The governor and the Audiencia thought that:
- they should be very careful in guarding the city
- these mandarins should be well treated, but they should not go out of the city
These mandarins were beginning to administer justice among the Sangleys. They were told not to do it.
- This made the mandarins were somewhat angry.
He asked them to treat of their business, and then to return to China quickly.
He warned the Spaniards not to show that they understood or were suspicious of anything other than what the mandarins had said.
The mandarins had another interview with the governor, and he told them more clearly,
The governer told the mandarins that:
- their coming was some joke
- he was astonished that their king would believe that Chinaman
- the country belonged to his Majesty.
The governor, to cut short the business, sent the mandarins, with their servants and the prisoner, to Cabit, which is the port, 2 leguas from the city.
There they were received with a great artillery salute, which was fired suddenly as they landed, at which they were very frightened and fearful.
When they had landed, they asked the prisoner if that was the island of which he had spoken to the king, and he replied that it was.
They asked him where the gold was, and he replied that everything there was gold and that he would make his statement good with the king. They asked him other questions and he always replied the same thing.
Everything was written down in the presence of some Spanish captains who were there with some confidential interpreters.

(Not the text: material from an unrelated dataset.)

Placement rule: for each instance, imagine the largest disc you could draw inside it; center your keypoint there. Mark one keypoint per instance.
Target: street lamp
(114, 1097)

The mandarins ordered a basketful of earth to be taken from the ground, to take to the king of China, and then, having eaten and rested, they returned to Manila the same day, with the prisoner.
The interpreters said that the prisoner, when hard pressed by the mandarins to answer their questions.
He had said that there was much gold and wealth in the hands of the natives and Spaniards of Manila.
If they gave him a fleet with men, he offered, as a man who had been in Luzon and knew the country, to capture it and bring the ships back laden with gold and riches.
This, together with what some Chinamen had said at the beginning, seemed very much to have more meaning than the mandarins had implied, especially to Don Fray Miguel de Benavides, archbishop-elect of Manila, who knew the language.
Thereupon the archbishop and other religious warned the governor and the city, publicly and privately, to look to its defense, because they felt sure of the coming of the Chinese fleet against it shortly.
Then the governor dismissed the mandarins and embarked them on their ship, with their prisoner, after giving them some pieces of silver and other things with which they were pleased.
The people thought unreasonable that the Chinese would attack.
Yet the governor began covertly to:
- prepare ships and other things suitable for defense
- completed extensive repairs on:
- the fort of Sanctiago at the point of the river
- the fort he built on the inside a wall of great strength, with its wings, facing toward the parade ground.